Former Ooks soccer player sets sights on the Olympics - in cycling

Kelsey Mitchell pedals toward an Olympic dream

As an athlete, Kelsey Mitchell (Instrumentation Engineering Technology ’16, Personal Fitness Trainer ’17) has broken nine bones – not including fingers and toes, which she doesn’t count.

“I’m fragile,” says Mitchell.

She doesn’t let it get to her. In the third game of her final year of NAIT Ooks soccer in 2015, Mitchell picked herself up after a tackle and felt bone rubbing on bone below her neck. Suspecting a snapped collarbone, she left the field only at the request of her coach, Carole Holt, suffering more from a broken heart than the injury that would sideline her until the provincial championships that fall.

Today, she looks back on that fracture – and the healing that followed – as a revelation.

“Why wasn’t I working as hard as I possibly could when I was healthy to be the best that I could be as an athlete?” she says.

That thought still motivates Mitchell but she doesn’t dwell on it much while training at Edmonton’s Argyll Velodrome, where she’s pedalling toward a dream to compete in the Olympics. After realizing that at 24 she’s likely too old to get there in soccer cleats, she’s dedicating herself to cycling, a sport that ranks among the most gruelling.

Looking at how Mitchell performed in the 2015 provincial soccer finals, Holt has no doubts about her chances of success.

“She was a beast,” says Holt, who led her team that year to a national silver medal. “She has an incredible pain threshold. The fact that she’s translating her athletic abilities into a sport like short track cycling – I can just imaging the pain those athletes go through in competition. She’ll cope really well with that.”


From soccer to cycling

Before she started training in November 2017, the last time Mitchell rode a bike was when she was around 10 years old. In fact, competitive cycling wasn’t her idea – and how she arrived at it was more circuitous than any velodrome.
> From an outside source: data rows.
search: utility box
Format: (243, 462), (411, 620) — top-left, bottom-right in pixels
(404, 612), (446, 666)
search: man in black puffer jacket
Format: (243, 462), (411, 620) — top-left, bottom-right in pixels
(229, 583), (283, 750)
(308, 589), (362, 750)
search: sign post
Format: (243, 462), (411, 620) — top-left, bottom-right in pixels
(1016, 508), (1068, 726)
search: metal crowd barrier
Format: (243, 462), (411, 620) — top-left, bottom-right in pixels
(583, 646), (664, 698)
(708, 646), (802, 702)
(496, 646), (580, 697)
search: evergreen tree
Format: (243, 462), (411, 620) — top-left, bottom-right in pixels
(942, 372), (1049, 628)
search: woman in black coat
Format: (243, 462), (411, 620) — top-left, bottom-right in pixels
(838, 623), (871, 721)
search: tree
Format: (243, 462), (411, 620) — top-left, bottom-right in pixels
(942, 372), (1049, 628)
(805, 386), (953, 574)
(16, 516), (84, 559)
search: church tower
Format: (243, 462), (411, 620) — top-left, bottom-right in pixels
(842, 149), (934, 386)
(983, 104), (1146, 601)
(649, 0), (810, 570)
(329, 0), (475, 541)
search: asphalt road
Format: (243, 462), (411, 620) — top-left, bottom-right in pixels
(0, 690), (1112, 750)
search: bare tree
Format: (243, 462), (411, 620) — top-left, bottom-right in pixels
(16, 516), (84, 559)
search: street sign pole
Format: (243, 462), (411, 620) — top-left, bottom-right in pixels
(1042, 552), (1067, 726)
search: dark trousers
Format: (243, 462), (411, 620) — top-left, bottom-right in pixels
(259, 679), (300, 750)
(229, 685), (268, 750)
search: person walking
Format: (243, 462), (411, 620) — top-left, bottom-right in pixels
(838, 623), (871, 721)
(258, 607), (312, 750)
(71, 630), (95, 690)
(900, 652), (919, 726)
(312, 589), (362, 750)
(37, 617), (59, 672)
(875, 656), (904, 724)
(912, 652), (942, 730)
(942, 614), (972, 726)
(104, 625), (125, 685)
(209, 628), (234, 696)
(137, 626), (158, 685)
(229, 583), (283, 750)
In April 2017, after four months of travelling in Thailand, Mitchell planned to return to Alberta to take part in RBC Training Ground, a talent identification and funding program she’d found online.

“I just wasn’t ready to be done with competitive sports,” she says.

“I just wasn’t ready to be done with competitive sports.”

An illness while abroad, however, bumped her return date back a week and she missed the event. Determined to try out, she booked a trip to Ontario where the program was holding further trials. There, her performance on a stationary bike impressed Cycling Canada representatives.

“I honestly didn’t know that much about this sport,” says Mitchell. She didn’t know how the races worked, the mechanics of the bike, or even how much it would hurt in the beginning. “At first, sitting on the bike for an extended period of time was quite difficult, quite uncomfortable. It’s getting better.”

Regardless of her newbie status, Cycling Canada got in touch with former Olympic cyclist and current coach Alex Ongaro, who works out of the Argyll Velodrome, to tell him about the potential “transfer” athlete.

“Once I saw her, right away I knew her potential,” he says.

kelsey mitchell, nait grad, former ooks soccer player, edmonton, cyclist

The road to Tokyo (or Paris)

Under Ongaro’s guidance – and with the help of funding from several sports agencies and loans of pricey equipment from the local Juventus cycling club – Mitchell keeps a rigorous training schedule.

She’s on the bike six days a week, often staring out at little more than white fields of snow from the velodrome training room, and other times at home while watching Netflix (she gives Punisher rave reviews). She does weights three times a week, focusing mostly on legs and back, at Firstline Training, where she also works part time as a trainer.

And she lives to beat the records she set the day before. “I love it – pushing my body to its max,” says Mitchell. “It’s the competitiveness.”

That attitude is the biggest reason that Ongaro is predicting a podium finish for Mitchell this fall at the national finals in Milton, ON – a key stepping stone to her Olympic goals. He’s seen the same work ethic in top athletes he’s coached in the past.

“She is very much ‘get to business, get it done,’” says Ongaro. “And happy all the time about doing it. It’s fun having someone who’s enjoying it. She’s constantly improving.”

Making it to the Olympics won’t be easy, of course. But, in addition to natural athleticism, Mitchell has the very nature of cycling on her side, says Ongaro. Riding requires technique, but fast learners like his current student can pick it up quickly. In his mind, while Tokyo in 2020 is possible, “Her chance for the following Olympics [Paris, 2024] is very, very good.”

Until then, Mitchell plans to make the most of her time, good health and lack of broken bones. Though she’s had offers and interviews, she’s putting a conventional career on hold. “Growing up, I wanted to do everything,” she says. She’s more focused now; she knows exactly what she wants. And now she knows how she can get there.

She’s more focused now; she knows exactly what she wants.

“I think if I would have taken a job out of school I would have questioned whether I could have made it,” says Mitchell. “Regardless of what happens, I know I won’t regret it in the end. I’ll know I gave it my best shot.”